December 31, 2015
The Newark Police Department is investigating a scuffle that broke out Wednesday afternoon between two groups of anti-violence activists who gathered for a rally to urge Mayor Ras Baraka to address the city's alarming level of violence.
The altercation occurred during a press conference held at City Hall around noon, organized by activist Salaam Ismial of the New Jersey Study Commission on Violence, according to NJ.com. Also in attendance were supporters of Newark anti-violence activist Abdul Muhammad.

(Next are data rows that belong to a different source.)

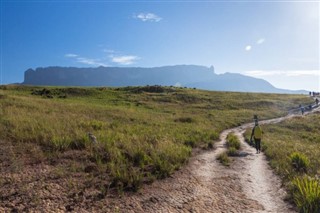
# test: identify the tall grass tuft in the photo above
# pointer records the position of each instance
(306, 194)
(233, 141)
(299, 161)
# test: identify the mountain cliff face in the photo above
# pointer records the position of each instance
(181, 75)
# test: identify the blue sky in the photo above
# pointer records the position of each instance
(276, 41)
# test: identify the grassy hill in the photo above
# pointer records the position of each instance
(143, 133)
(293, 147)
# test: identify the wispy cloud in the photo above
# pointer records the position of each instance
(261, 41)
(84, 60)
(248, 48)
(124, 59)
(288, 73)
(70, 55)
(148, 17)
(89, 61)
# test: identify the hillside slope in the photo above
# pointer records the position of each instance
(181, 75)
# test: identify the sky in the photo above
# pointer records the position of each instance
(274, 40)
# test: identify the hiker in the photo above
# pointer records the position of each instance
(257, 135)
(302, 110)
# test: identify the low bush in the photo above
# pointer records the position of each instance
(306, 194)
(232, 151)
(299, 161)
(233, 141)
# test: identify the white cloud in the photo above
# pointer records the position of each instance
(125, 59)
(148, 17)
(261, 41)
(70, 55)
(248, 48)
(108, 51)
(84, 60)
(89, 61)
(289, 79)
(263, 73)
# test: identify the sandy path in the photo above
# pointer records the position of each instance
(204, 185)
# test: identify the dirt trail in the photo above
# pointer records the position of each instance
(204, 185)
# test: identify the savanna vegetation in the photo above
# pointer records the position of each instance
(293, 148)
(142, 133)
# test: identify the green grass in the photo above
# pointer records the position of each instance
(292, 147)
(224, 159)
(233, 141)
(143, 133)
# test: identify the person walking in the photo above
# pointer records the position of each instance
(257, 135)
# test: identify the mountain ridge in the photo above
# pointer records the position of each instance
(193, 76)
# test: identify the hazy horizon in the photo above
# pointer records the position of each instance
(274, 41)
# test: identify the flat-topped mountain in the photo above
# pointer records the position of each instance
(200, 77)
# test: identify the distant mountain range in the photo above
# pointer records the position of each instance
(199, 77)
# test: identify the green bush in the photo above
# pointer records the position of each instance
(299, 162)
(232, 151)
(233, 141)
(306, 194)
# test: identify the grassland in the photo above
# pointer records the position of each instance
(143, 133)
(293, 148)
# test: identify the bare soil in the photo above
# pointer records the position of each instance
(203, 185)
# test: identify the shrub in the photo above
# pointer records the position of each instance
(232, 151)
(224, 159)
(233, 141)
(299, 162)
(184, 120)
(306, 194)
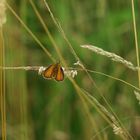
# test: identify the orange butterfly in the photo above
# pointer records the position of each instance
(54, 71)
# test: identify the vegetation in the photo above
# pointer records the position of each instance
(101, 102)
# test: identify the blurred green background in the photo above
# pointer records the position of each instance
(39, 109)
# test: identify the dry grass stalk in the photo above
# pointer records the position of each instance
(137, 94)
(2, 12)
(111, 55)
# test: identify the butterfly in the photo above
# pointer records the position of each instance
(54, 71)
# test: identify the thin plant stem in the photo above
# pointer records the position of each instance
(136, 39)
(76, 56)
(2, 85)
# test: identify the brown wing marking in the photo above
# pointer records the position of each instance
(60, 74)
(49, 72)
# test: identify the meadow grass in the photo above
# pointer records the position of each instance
(78, 121)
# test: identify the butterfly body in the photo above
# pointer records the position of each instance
(54, 71)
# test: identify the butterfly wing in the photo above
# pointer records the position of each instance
(49, 72)
(60, 73)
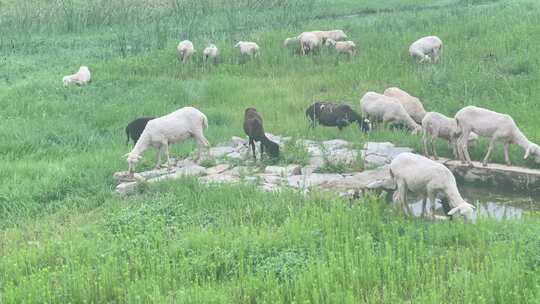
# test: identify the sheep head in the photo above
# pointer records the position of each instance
(533, 149)
(464, 209)
(132, 159)
(273, 148)
(330, 42)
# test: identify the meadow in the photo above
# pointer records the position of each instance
(65, 237)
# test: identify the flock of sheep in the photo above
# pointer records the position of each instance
(395, 107)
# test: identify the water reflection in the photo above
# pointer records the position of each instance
(489, 203)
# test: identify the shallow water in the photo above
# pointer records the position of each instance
(490, 202)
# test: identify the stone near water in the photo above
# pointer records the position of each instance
(218, 152)
(283, 171)
(380, 154)
(217, 169)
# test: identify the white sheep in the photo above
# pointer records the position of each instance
(412, 104)
(377, 107)
(428, 178)
(211, 51)
(169, 129)
(291, 41)
(345, 47)
(498, 127)
(247, 48)
(426, 49)
(185, 50)
(309, 41)
(82, 77)
(436, 125)
(336, 35)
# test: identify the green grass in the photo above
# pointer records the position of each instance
(65, 237)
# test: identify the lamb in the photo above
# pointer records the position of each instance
(135, 128)
(169, 129)
(421, 175)
(412, 105)
(247, 48)
(498, 127)
(335, 115)
(82, 77)
(185, 50)
(436, 125)
(253, 126)
(309, 41)
(211, 51)
(345, 47)
(427, 49)
(336, 35)
(376, 107)
(291, 41)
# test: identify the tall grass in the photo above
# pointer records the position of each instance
(66, 238)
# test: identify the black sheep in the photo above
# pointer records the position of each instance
(335, 115)
(253, 126)
(134, 129)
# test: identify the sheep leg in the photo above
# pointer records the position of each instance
(453, 143)
(252, 145)
(431, 198)
(490, 148)
(158, 158)
(402, 192)
(424, 141)
(202, 143)
(166, 149)
(435, 156)
(424, 202)
(506, 157)
(463, 147)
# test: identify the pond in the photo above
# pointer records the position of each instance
(489, 202)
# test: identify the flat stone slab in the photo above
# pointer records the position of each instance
(380, 154)
(497, 175)
(275, 178)
(284, 171)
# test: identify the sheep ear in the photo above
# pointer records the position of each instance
(527, 152)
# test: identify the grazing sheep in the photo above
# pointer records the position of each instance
(211, 51)
(421, 175)
(335, 115)
(377, 107)
(498, 127)
(135, 128)
(309, 41)
(247, 48)
(253, 126)
(185, 50)
(169, 129)
(344, 47)
(412, 105)
(336, 35)
(426, 49)
(436, 125)
(82, 77)
(291, 41)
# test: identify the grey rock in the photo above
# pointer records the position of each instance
(335, 144)
(126, 188)
(220, 179)
(283, 171)
(217, 169)
(218, 152)
(380, 154)
(312, 180)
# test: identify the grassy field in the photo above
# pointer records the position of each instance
(65, 237)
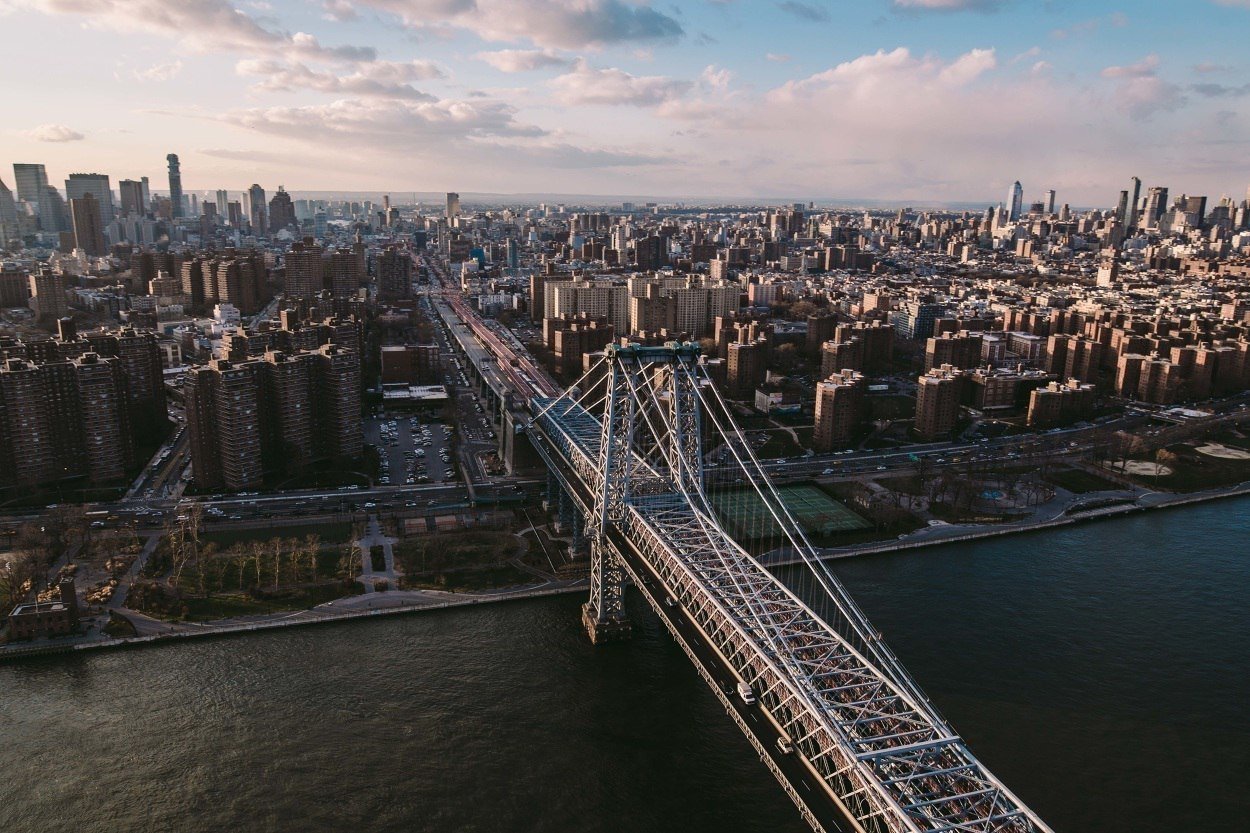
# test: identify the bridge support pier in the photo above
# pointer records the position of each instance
(604, 614)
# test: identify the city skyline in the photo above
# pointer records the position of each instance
(911, 100)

In the midst of the press conference, as Abdul Muhammad spoke about a recent rash of shootings, supporters of Mayor Baraka began to heckle the activists, led by Donna Jackson and Tyrone Barnes. In the video below, Muhammad is seen delivering an impassioned speech on violence in Newark. At the very end, the confrontation begins to turn physical, though the video does not include a moment when Barnes reportedly grabbed Muhammad by the neck and pulled him to the ground.

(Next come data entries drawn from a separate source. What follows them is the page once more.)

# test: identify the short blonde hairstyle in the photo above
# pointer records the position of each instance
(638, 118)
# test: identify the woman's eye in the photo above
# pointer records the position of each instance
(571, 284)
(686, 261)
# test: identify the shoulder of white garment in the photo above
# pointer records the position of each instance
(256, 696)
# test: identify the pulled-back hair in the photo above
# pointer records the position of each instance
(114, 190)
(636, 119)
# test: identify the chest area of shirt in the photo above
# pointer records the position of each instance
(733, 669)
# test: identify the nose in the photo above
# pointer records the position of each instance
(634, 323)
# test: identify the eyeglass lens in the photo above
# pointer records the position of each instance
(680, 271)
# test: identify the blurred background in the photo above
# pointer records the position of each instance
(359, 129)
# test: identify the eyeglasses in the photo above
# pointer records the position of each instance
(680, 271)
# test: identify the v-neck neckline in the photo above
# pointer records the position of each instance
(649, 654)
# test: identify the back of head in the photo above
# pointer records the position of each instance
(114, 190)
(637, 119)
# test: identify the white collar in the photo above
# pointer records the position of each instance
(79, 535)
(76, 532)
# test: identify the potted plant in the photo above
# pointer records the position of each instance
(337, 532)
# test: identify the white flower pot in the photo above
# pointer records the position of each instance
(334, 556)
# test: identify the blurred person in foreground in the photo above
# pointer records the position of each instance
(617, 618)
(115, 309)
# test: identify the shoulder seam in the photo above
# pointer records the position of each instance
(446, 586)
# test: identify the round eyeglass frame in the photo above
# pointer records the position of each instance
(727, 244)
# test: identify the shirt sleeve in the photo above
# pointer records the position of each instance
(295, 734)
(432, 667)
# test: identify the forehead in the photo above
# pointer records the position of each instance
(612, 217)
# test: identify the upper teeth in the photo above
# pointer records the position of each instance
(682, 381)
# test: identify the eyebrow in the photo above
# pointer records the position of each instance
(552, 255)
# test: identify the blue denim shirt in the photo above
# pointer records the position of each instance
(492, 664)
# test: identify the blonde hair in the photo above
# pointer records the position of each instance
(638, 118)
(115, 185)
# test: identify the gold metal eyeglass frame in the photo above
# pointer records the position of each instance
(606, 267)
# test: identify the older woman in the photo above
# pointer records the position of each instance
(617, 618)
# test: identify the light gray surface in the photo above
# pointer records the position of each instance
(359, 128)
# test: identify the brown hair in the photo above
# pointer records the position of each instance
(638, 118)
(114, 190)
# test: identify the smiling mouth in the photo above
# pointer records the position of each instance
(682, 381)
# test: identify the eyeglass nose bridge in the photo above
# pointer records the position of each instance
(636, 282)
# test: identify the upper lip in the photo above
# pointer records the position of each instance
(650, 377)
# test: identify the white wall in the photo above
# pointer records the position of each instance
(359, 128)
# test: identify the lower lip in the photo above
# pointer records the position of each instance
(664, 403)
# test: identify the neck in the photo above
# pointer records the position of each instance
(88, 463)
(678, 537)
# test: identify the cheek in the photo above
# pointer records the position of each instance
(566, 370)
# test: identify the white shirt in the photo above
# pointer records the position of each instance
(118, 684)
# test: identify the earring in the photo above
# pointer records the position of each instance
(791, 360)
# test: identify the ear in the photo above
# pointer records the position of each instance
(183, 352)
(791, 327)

There were no serious injuries and the entire scuffle lasted a matter of minutes, but Ismail said following the event that he hoped the scene would not detract from the group's core message that stopping the surge violence will require political willpower.

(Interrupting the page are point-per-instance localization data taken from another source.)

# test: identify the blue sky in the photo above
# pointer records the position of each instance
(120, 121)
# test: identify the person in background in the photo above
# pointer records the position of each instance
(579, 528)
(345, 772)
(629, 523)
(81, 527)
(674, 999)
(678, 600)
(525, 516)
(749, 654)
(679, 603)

In a statement, Newark spokeswoman Marjorie Harris distanced the city from the rally, adding it should have taken place in Ismail's hometown of Elizabeth.
Mayor Baraka provided a statement criticizing Muhammad, a former city employee, for the unruly event.
It was...disheartening to learn that a former Newark municipal employee, Mr. Abdul Muhammad, was the instigator in a confrontation with another well-known Newark community activist and was allegedly pivotal in the ensuing melee...The actions of this Elizabeth-based group discredit the efforts of so many who are committed to speaking out against violence in the neighborhoods and streets of both cities."
Newark leaders are currently creating a "public safety" department to be led by Essex County Prosecutor's Office Chief of Detectives Anthony Ambrose. Once implemented, the department will monitor and help guide the work of Newark's police, fire and emergency services.